La question des heures supplémentaires, de leur majoration ou de leur compensation en prise de repos, pose un arbitrage plus large entre salaire et temps libre, qui est central dans les négociations entre organisations syndicales et patronales et dans les projets de réduction et d'aménagement du temps de travail des entreprises.

3.3.2. Encadrer les différents types de modulations

La deuxième loi devra surmonter l'obstacle de l'hétérogénéité des pratiques d'aménagement du temps de travail permise par la succession des dispositifs ayant défini le cadre des pratiques de modulation 99 ( * ) . Les différentes mesures législatives prises depuis l'ordonnance de 1982 ont fortement élargi les possibilités d'aménagement du temps de travail des entreprises, et plus particulièrement les possibilités de modulation et d'annualisation des horaires de travail (cf. Encadré sur les trois types de modulation).

La plupart des accords de branche et une grande majorité d'accords d'entreprises prévoient la mise en oeuvre de la RTT par la négociation de différentes procédures de modulation/annualisation du temps de travail. En ce sens, la réduction effective de la durée hebdomadaire du travail à 35 heures risque d'être réduite par rapport au développement de ces dispositifs d'annualisation des horaires, qui permettent de faire varier l'horaire hebdomadaire de 00 heures à 48 heures.

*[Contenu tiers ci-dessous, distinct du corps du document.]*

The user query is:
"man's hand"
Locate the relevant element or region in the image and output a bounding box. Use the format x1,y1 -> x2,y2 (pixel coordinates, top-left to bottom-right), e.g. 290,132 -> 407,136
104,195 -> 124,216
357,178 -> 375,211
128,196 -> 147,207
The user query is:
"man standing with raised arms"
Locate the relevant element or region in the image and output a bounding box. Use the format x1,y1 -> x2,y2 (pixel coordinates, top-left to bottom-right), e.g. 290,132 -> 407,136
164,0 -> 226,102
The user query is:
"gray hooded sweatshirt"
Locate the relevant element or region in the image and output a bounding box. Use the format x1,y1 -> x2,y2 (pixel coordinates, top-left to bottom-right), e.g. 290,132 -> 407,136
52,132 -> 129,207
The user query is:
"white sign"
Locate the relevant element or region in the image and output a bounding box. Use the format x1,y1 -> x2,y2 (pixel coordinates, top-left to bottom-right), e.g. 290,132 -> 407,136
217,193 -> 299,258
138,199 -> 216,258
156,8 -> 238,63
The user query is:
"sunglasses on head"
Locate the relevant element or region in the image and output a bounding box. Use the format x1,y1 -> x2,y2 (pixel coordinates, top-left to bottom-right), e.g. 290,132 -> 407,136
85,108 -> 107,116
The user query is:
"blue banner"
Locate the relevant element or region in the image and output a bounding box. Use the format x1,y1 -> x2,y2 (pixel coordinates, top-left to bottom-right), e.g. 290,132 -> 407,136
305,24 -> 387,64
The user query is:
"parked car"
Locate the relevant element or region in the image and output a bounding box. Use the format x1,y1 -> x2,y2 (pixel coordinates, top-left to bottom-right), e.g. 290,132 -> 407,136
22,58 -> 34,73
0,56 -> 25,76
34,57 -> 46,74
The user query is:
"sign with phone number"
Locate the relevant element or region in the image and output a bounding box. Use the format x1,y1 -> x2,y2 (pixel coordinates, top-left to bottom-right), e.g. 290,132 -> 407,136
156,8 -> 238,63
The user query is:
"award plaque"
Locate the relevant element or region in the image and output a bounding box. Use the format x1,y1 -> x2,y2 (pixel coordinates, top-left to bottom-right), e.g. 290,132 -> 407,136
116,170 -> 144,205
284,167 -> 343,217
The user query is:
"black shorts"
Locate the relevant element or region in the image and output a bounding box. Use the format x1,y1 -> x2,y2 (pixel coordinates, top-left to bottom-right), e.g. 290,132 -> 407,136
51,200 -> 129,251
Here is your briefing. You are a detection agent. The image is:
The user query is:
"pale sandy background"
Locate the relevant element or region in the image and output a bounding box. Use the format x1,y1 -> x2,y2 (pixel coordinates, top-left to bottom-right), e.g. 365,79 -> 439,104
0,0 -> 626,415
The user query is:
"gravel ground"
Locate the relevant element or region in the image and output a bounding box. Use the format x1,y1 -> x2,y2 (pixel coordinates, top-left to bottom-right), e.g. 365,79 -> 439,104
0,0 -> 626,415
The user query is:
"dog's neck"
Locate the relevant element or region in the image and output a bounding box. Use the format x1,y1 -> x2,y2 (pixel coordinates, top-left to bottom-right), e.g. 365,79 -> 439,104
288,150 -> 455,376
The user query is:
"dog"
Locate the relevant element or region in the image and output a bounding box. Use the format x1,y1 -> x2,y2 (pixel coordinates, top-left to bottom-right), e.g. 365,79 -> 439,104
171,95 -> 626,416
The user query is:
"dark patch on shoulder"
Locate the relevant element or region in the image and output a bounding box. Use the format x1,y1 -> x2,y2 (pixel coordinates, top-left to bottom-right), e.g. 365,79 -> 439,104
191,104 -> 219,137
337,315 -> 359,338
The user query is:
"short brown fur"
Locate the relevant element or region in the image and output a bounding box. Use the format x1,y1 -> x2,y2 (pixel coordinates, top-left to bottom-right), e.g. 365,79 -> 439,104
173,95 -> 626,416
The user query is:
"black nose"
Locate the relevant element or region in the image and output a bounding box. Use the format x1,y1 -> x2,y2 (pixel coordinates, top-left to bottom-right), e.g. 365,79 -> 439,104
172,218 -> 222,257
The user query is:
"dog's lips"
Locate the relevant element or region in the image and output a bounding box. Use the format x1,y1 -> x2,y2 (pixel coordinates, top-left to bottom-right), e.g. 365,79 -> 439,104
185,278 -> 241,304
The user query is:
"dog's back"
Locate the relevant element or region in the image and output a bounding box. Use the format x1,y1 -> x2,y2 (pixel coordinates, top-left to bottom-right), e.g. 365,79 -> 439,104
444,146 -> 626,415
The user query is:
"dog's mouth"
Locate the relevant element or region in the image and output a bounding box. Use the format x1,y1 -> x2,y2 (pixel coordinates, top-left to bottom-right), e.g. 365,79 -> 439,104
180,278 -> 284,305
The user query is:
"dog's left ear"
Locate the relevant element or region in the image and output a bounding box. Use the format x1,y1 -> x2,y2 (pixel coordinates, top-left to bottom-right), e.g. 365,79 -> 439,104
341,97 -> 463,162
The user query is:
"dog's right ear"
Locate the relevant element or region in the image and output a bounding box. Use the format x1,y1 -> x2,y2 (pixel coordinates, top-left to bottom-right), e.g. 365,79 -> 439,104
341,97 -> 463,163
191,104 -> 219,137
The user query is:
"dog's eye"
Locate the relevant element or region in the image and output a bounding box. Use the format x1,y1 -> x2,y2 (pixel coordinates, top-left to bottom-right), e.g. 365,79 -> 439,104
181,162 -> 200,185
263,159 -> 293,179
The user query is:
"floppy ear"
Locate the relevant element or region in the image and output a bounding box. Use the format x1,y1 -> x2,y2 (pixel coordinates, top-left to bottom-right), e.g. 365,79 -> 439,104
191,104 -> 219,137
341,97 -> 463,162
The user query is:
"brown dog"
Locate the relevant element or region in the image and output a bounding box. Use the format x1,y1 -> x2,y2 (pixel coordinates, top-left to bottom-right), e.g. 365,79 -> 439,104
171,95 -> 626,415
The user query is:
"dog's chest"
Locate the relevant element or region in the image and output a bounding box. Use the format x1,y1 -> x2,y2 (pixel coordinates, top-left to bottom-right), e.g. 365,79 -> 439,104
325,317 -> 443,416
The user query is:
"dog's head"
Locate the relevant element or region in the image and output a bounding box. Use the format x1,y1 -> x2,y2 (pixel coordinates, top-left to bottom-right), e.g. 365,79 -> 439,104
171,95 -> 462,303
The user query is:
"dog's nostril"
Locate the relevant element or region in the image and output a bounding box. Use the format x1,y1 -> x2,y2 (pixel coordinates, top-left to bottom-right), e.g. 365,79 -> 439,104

Il faudrait tout d'abord simplifier les trois formes de modulation horaires déjà existantes, qui fixent des conditions et des contreparties de nature différente, notamment en termes de réduction du temps de travail (contrepartie obligatoire de RTT dans le cas de l'annualisation). Il est important de noter que la modulation des horaires est peu pratiquée par les entreprises (3,5 % des établissements en 1994), et encore plus faiblement en ce qui concerne l'annualisation (0,2 % des établissements déclarent mettre en place des horaires annualisés). Cette réorganisation des possibilités dérogatoires de modulation horaire est d'autant plus nécessaire que la mise en oeuvre de la RTT développe d'autres pratiques de modulation, telle que l'octroi de jours de repos supplémentaires dont une partie est à la discrétion de l'entreprise selon les besoins de son activité, constituant ainsi des jours collectifs modulés, ou encore des durées hebdomadaires du travail différentes selon les semaines ou les périodes.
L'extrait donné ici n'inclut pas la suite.